„Sind die Alpenveilchen nicht wunderschön?“, freute sich Schwester Anita. Alpen! Das war’s, nicht Berge. Aber ich bin ja auch kein Skifahrer.
Schwester Irmgard auf der 4 hat sich kurzfristig krank gemeldet und ich muss heute Stationen springen.
„Wer denen wohl in der letzten Woche gut zugeredet hat?“
„Ich hab gehört die würden sich gerne was vorjodeln lassen.“
„Ha ha“, grinste Schwester Anita. Sie ließ sich von mir nicht provozieren und freute sich an der rosa Überraschung. Ich klemmte mir das Tablet unter den Arm, verschwand auf Station 4 und steckte zur Abwechslung mal dort meine Nase in das Geschreibsel.

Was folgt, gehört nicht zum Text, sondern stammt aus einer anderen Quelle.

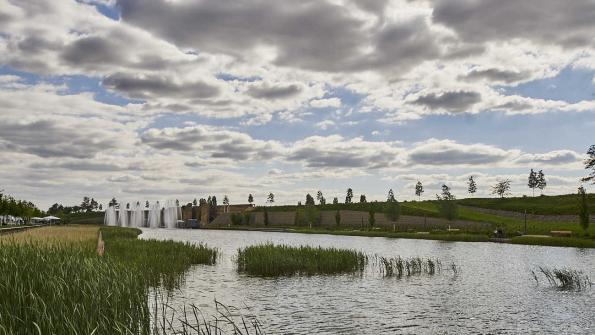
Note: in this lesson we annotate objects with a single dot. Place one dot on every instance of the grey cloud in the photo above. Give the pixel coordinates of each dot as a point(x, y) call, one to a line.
point(147, 86)
point(449, 153)
point(211, 142)
point(273, 93)
point(565, 23)
point(453, 101)
point(310, 34)
point(496, 75)
point(557, 157)
point(48, 139)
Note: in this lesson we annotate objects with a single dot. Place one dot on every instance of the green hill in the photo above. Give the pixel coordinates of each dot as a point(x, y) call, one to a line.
point(546, 205)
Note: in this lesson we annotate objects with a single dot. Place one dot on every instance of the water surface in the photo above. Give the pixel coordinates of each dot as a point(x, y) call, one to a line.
point(493, 293)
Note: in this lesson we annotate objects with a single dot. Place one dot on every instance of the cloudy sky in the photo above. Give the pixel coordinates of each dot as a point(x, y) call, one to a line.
point(163, 99)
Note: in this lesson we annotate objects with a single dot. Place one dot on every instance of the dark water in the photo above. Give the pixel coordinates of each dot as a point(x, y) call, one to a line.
point(493, 293)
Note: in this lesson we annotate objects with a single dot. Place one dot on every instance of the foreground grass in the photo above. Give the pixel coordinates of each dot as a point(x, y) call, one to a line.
point(283, 260)
point(53, 235)
point(64, 289)
point(53, 282)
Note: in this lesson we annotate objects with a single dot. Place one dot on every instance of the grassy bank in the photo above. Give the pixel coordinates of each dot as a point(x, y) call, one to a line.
point(53, 282)
point(282, 260)
point(566, 204)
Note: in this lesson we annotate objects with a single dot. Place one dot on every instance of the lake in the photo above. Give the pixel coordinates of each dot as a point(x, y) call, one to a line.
point(493, 292)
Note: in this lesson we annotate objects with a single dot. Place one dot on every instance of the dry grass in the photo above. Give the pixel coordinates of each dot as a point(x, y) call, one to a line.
point(53, 235)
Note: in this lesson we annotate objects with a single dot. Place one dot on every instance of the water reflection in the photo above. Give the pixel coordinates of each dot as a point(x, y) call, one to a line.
point(494, 292)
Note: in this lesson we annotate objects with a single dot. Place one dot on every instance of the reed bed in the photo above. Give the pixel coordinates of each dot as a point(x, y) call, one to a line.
point(564, 279)
point(405, 267)
point(271, 260)
point(65, 289)
point(189, 319)
point(53, 235)
point(53, 282)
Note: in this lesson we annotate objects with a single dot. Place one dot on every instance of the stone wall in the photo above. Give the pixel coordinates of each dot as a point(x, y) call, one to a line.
point(356, 219)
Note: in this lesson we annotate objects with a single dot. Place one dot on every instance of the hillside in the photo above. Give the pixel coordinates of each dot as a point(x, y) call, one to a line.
point(544, 205)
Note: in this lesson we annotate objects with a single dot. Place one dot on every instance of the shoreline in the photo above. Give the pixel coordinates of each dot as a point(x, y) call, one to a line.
point(569, 242)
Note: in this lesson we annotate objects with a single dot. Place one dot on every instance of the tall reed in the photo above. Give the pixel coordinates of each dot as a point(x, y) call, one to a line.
point(283, 260)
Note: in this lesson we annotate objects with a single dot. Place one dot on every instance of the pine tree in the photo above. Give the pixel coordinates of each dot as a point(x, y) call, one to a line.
point(419, 189)
point(349, 196)
point(541, 182)
point(472, 187)
point(590, 164)
point(532, 181)
point(501, 188)
point(391, 196)
point(320, 198)
point(583, 209)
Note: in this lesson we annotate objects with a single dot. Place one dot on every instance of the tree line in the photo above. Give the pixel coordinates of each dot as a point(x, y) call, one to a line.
point(20, 208)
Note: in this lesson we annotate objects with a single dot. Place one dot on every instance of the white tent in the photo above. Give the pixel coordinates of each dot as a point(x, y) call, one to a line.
point(51, 219)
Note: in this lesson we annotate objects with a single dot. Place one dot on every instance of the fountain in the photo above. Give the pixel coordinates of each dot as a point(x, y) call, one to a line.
point(155, 215)
point(123, 216)
point(137, 216)
point(171, 214)
point(111, 218)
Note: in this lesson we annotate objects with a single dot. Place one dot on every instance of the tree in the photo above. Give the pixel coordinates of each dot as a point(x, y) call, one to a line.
point(309, 199)
point(391, 196)
point(419, 189)
point(471, 186)
point(447, 206)
point(349, 196)
point(541, 182)
point(86, 204)
point(532, 181)
point(320, 197)
point(590, 164)
point(446, 195)
point(583, 209)
point(502, 188)
point(392, 211)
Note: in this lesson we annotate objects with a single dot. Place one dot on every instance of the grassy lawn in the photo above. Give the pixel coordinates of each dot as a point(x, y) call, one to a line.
point(547, 205)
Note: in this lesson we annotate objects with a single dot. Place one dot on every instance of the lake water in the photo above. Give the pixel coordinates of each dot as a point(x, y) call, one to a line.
point(493, 293)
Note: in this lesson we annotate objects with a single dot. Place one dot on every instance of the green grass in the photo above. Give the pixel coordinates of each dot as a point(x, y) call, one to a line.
point(547, 205)
point(554, 241)
point(65, 288)
point(282, 260)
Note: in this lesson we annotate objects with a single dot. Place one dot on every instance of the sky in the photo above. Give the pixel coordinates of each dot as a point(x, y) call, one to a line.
point(182, 99)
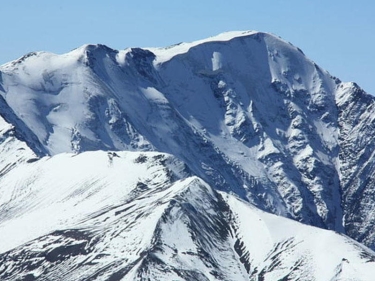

Ob der Goldhammer heimlich Kreide schniefte? Wenn ja, dann bestimmt als wir die Parkplätze beschriftet hatten. Das war Lukas’ Idee gewesen, weil er „Vorwärtseinparker“ nicht ausstehen konnte. Ein Auto müsse so geparkt werden, dass man immer sofort damit losfahren könne, und da ließ er nicht mit sich diskutieren.
Aber Goldhammer stieß sich ja am entstellten Asphalt. Da galt es herauszufinden, ob dieses Attentat auch noch mit Schuleigentum begangen wurde. Zuzutrauen war es ihm, dass er Proben vom Asphalt kratzte und später unter einem Mikroskop verglich. Er war ja Chemiker, und ich sah ihn schon Proben in Reagenzgläsern mit einer Flüssigkeit aus einer Pipette versetzten. Danach lief er halb paranoid durch die Schule, die von Kreidespuren geradezu verseucht war. Jedem klebte das Zeug irgendwo an den Klamotten oder am Schulranzen, jeder hatte früher oder später Tafeldienst und so waren in seinen Augen alle als schuldig anzusehen.
Wir hatten „Goldröhrling“ auf seinen Parkplatz geschrieben. Ja, das war sicher nicht nett, aber sogar ein essbarer Pilz. Dem Lateinlehrer Sattler hatten wir aus Gründen „(Echter) Knoblauchschwindling“, und dem Geiger „Panzerrasling“ auf die Stammplätze ihrer Autos geschrieben, und die hatten einfach darüber geparkt, wie sonst auch, der Regen würde sich schon irgendwann darum kümmern. Ehrlich gesagt waren die Pilze allesamt genießbarer, als die darüber parkenden Lehrer.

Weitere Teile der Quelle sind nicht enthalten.